予測が目的なら、相関しているだけの特徴量も役に立ちます。 しかし「これを変えれば結果が変わる」と言いたいときは、 相関だけでは足りません。予測の話と対策の話を混ぜないことが大事です。
シンプソンのパラドックス
グループごとに見ると A が優勢なのに、 全部まとめると B が優勢になる ── という逆転が実際に起こります。 グループごとの件数が偏っているときに起きやすい現象です。
対策は集計の単位を変えて何度も見ることです。 全体で見て終わりにせず、条件別に割って確かめます。
多重比較(たくさん試すと、何かは当たる)
20 通りの条件を試せば、まったく効果がなくても そのうち 1 つくらいは「偶然きれいな数字」が出ます。 この状態で最良の 1 つだけを報告すると、偶然を実力として発表することになります。
対策はシンプルです。
- 何通り試したかを記録する(後から自分でも忘れます)
- 本命の仮説は、試す前に決めておく
- 選び終えたあと、手を付けていないデータで確認する
件数の少なさが生む「すごい数字」
条件を細かく絞るほど、対象の件数は減ります。 件数が減れば、成績のばらつきは大きくなります。3 件中 3 件的中(100%)は、 実力を示しているというより、まだ何も分かっていない状態です。

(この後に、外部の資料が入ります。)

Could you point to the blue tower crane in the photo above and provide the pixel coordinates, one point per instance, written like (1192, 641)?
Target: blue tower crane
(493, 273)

数字を見るときは、必ず母数(何件中か)をセットで確認してください。 絞り込みを重ねた条件ほど、この確認が要ります。
生存バイアスと後知恵
- 生存バイアス… 今も残っているものだけを見て結論を出すと、消えていったものを見落とします。 「続けている人は成功している」は、失敗して辞めた人が数に入っていないだけかもしれません。
- 後知恵… 結果を知ってから条件を決めると、当然その結果に合った条件が選べます。その時点で知り得た情報だけで決められるかを自問します。
外挿と分布シフト
モデルが得意なのは、学習したデータと似た状況だけです。 経験の外側(極端な値、見たことのない組み合わせ)については、 もっともらしい答えを返しますが、根拠はありません。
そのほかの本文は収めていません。